The Chinese Foreign Ministry said it has found no sign so far that the missing Malaysian Airlines plane entered its territory or airspace, according to news reports.
“Search work is in full swing,” Foreign Ministry spokesman Hong Lei was quoted as saying by Xinhua news agency, which said satellite and radar data had been analysed in “meticulous detail.” On the subject of the passengers’ relatives, Hong said that China had “repeatedly asked the Malaysian side to take care of relatives of passengers and respond to their reasonable concerns.”
Data deleted from Malaysian pilot’s flight simulator
Data was deleted from a flight simulator belonging to the pilot of the missing Malaysian passenger jet, Malaysian Transport Minister Hishammuddin Hussein said.
“Some data has been deleted from the simulator and forensic work to retrieve that data is ongoing,” he said during a press conference.
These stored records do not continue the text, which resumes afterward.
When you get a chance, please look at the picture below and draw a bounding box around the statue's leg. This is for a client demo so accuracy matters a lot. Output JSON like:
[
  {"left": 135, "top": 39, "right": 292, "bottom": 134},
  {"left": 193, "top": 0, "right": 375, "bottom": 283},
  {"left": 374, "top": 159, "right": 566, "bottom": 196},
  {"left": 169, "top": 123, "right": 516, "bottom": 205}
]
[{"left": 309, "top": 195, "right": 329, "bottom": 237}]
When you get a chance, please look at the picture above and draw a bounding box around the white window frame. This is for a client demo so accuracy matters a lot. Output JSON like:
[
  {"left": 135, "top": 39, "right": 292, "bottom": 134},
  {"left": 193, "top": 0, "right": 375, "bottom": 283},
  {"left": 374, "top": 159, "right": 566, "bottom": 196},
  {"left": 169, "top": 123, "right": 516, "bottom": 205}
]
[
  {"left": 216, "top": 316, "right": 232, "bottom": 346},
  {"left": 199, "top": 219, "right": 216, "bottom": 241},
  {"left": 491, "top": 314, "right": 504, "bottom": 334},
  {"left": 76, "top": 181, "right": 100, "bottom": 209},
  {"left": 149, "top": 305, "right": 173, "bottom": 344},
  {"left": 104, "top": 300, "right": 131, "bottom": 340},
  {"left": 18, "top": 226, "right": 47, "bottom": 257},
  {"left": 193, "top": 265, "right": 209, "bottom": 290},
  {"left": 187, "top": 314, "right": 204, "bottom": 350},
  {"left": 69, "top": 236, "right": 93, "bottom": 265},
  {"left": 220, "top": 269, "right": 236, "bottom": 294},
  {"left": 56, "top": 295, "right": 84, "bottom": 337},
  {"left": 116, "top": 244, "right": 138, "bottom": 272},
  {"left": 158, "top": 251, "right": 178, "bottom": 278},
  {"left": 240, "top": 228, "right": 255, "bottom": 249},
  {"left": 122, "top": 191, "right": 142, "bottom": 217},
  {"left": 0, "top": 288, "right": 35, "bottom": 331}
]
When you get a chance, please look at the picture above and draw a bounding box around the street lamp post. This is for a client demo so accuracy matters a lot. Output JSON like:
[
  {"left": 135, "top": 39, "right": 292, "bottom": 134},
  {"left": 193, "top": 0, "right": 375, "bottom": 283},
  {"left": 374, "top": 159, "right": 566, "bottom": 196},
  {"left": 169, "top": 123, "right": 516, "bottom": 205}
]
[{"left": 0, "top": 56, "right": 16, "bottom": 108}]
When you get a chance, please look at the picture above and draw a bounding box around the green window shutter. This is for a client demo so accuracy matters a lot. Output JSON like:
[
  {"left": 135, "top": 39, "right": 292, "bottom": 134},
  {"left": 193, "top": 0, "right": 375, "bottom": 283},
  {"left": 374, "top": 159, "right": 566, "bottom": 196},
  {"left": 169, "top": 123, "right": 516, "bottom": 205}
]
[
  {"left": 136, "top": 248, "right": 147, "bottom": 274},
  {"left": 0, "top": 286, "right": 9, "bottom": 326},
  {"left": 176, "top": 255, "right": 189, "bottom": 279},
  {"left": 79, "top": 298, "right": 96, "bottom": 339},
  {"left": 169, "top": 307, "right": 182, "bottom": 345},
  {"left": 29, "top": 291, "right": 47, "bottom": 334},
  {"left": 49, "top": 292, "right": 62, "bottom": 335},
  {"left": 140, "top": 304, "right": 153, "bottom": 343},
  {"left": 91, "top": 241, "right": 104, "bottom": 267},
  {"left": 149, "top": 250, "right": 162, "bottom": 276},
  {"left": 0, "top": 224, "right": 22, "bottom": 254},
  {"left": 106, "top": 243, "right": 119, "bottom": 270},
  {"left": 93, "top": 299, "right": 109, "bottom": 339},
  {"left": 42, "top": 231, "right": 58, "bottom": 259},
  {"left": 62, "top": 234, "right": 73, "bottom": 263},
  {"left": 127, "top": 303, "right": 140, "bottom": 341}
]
The flight simulator was seized during a search of the pilot’s home.
Uncertain leads, new theories on Day 12 of search
The search for a missing Malaysian airliner entered its 12th day on Wednesday with investigators still puzzled over why the aircraft disappeared and where it could possibly be now, a Malaysian aviation official said.
“We are still clueless,” the official said on condition of anonymity because he was not authorised to speak to media.
A local newspaper reported that investigators found information on landing strips in Diego Garcia, Maldives, Sri Lanka and India in the flight simulator seized from the house of the plane’s pilot, Zaharie Ahmad Shah, but a police source said he was not aware of such report.
“As far as I know experts are still examining the flight simulator,” he said.
Thai authorities said Wednesday they might have detected the missing plane on their radar, but neighbouring Laos confirmed that civilian radar had not detected the missing Malaysia Airline flight crossing the country, media reports said.
“There was a signal of a plane entering our radar but we cannot confirm that it was flight MH370,” Thai Air Force spokesman Air Marshal Monthon Sanchukorn said.
Reports from the United States said that the much-debated turn to the west carried out by the jet shortly after its communication systems were disabled had been previously programmed into a flight computer, rather than carried out manually.
The finding implies that someone highly familiar with the plane’s controls decided to carry out the diversion, the New York Times reported.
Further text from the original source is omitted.